In late August, China’s Foreign Minister Wang Yi toured Europe to forestall European economic de-coupling from China and to dissuade Europeans from backing America’s increasingly anti-China posture. It didn’t go well for Wang. In every capital he visited, organized protests awaited him, some including local parliamentarians. Hong Kong democracy activist Nathan Law, who recently relocated to the United Kingdom, made public statements before, during and after Wang’s visit urging European countries to be more valiant in standing up to China’s war on civil liberties.

Many observers allegedly found Wang arrogant and overbearing. German Minister for Foreign Affairs Heiko Maas criticized Wang for his “threats.” The Mayor of Prague remarked that Chinese diplomats behaved like “unmannered rude clowns.” Both French President Immanuel Macron and Italian Foreign Minister Luigi Di Maio confronted Wang with concerns about the loss of civil liberties in Hong Kong and China’s persecution of Uighurs. The European Union's foreign policy chief, Josep Borrell, called China “expansionist” and warned that Europe should move quickly to address its “excessively asymmetric” trade with China. Bloomberg’s Patrick Donahue concluded “a planned Chinese charm offensive in Europe only appears to have backfired.”

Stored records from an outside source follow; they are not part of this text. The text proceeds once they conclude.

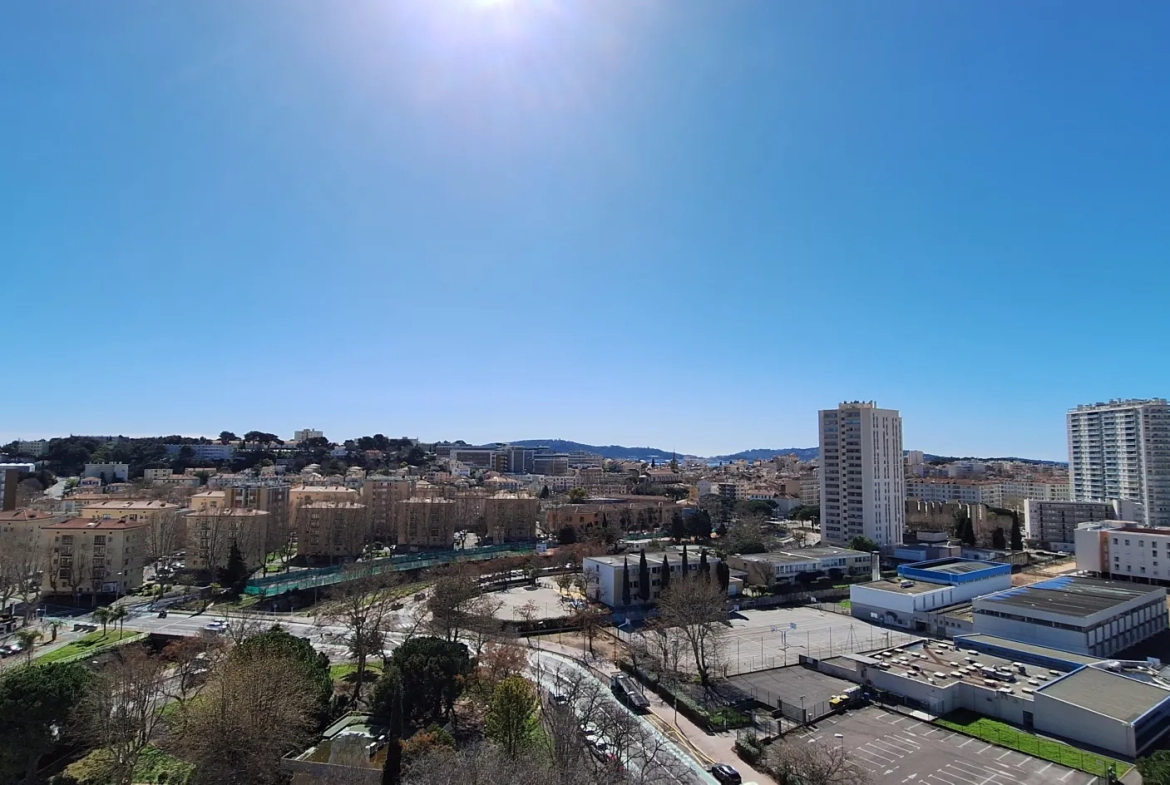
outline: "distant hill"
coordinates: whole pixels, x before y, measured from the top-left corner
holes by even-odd
[[[631,461],[669,461],[672,453],[669,450],[659,450],[657,447],[623,447],[620,444],[582,444],[565,439],[520,439],[508,442],[516,447],[550,447],[557,452],[589,452],[603,458]],[[679,458],[684,456],[679,455]]]
[[[782,447],[778,450],[757,448],[742,450],[731,455],[716,455],[712,461],[770,461],[781,455],[795,455],[802,461],[811,461],[820,457],[820,447]]]

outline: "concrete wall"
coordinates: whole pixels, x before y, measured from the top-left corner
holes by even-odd
[[[1041,733],[1062,736],[1098,749],[1133,757],[1133,728],[1125,722],[1065,703],[1043,692],[1036,693],[1034,727]]]
[[[1000,638],[1009,638],[1021,643],[1034,643],[1038,646],[1048,646],[1078,654],[1089,653],[1085,634],[1076,630],[1060,630],[1055,627],[1029,624],[1014,619],[976,614],[975,631]]]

Perhaps the most interesting moment in Wang’s European tour came during a stop in Norway, home country of the committee that in about one month will announce the winner of the 2020 Nobel Peace Prize. In Oslo on Aug. 26, Wang warned against giving the award to the Hong Kong protesters who have been opposing Beijing’s creeping authoritarianism: “China will firmly reject any attempt by anyone to use the Nobel Peace Prize to interfere in China's internal affairs.”